Kurz danach Sergej Diaghilevi Haare für die Neugründung Ballett Russes und sie hat auch getanzt Paris die Titelrolle in Kleopatre (1909) und die Rolle des Zobéide in Sheherazade (1910), beide Male choreografiert von ihrem alten Lehrer Fokine und mit Bühnen- und Kostümentwürfen von Leon Bakst. Im Sheherazade, in dem das legendäre Vaslav Nijinskic Ihre Partnerin war für ihren sinnlichen und üppigen orientalischen Tanzstil bekannt.
Rubinstein verließ die Ballets Russes 1911.
Kunst und 'beau monde'
Rubinstein war auch in der Kunstwelt als Vorbild bekannt.
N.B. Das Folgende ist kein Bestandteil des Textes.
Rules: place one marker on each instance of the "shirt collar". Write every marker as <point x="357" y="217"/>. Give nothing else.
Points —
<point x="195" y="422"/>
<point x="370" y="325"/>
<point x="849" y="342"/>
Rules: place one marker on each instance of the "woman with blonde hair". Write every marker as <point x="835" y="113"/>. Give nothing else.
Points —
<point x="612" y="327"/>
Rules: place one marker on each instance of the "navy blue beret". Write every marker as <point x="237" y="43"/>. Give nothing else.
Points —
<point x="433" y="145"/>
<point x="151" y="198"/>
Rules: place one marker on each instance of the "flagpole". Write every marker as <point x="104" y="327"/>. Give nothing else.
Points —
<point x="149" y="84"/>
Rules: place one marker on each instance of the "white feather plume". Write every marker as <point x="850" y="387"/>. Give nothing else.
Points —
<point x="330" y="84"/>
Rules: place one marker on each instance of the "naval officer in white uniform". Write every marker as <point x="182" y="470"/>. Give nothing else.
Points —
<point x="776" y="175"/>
Ihre Rolle in Kleopatre inspiriert Kees van Dongen für seine Malerei Souvenir der russischen Opernsaison 1909. Ihr Aktporträt im Jahr 1910 von Valentin Serov. Der Art-Deco-Bildhauer Demeter Chiparus machte eine Bronzestatue von ihr (la danseuse), zu dem durch Antonio de la Gandara ein anderes Gemälde wurde gemacht.
Das bisexuell Rubinstein wurde auch als La Venus traurig der Leinwand anvertraut von der amerikanisch Maler Romaine Brooks, mit dem sie zwischen 1911 und 1914 eine Beziehung hatte. Rubinstein war zu dieser Zeit auch eine viel gesehene Person und Mäzen in der Kunstwelt und Beau Mondemond zu Paris. Sie war befreundet mit Prominenten wie Sarah Bernhardt, Marc Chagall, Jean Cocteau und André Gide.
Eigene Ballettkompanie
Nachdem Rubinstein die Ballets Russes verlassen hatte, gründete sie ihre eigene Tanzkompanie, das 'Ballet Ida Rubinstein', und hatte sofort Erfolg mit Le Martyre de Saint Sebastien (1911), vertont von Claude Debussy, wieder mit Choreographie von Fokine und Bühnenbild und Kostümen von Bakst. Das Stück wurde von der Presse als Lehrbuchbeispiel der „stilisierten“ Moderne der Zeit gefeiert. Der Erzbischof von Paris kritisierte, dass ein jüdischer Mann die Rolle eines römischen Heiligen spielte.
Rubinstein wird normalerweise nicht zu den größten Ballerinas gezählt, aber sie war eine große Theaterpersönlichkeit mit viel Charisma und konnte hervorragend spielen. Darüber hinaus ermöglichte ihr Reichtum es ihr, die größten Komponisten und besten Choreografen zu engagieren. Unter anderem gab sie Befehle Maurice Ravel (Bolero, 1928; La Valse, 1929) und Igor Strawinsky (Le baiser de la fee, 1928; Persephone, 1933). In den 1920er Jahren hatte sie ihre größten Erfolge mit Choreografien von Leonide Massine und Bronislava Nijinska. Während dieser Zeit tanzte sie auch gelegentlich für die Ballets Russes.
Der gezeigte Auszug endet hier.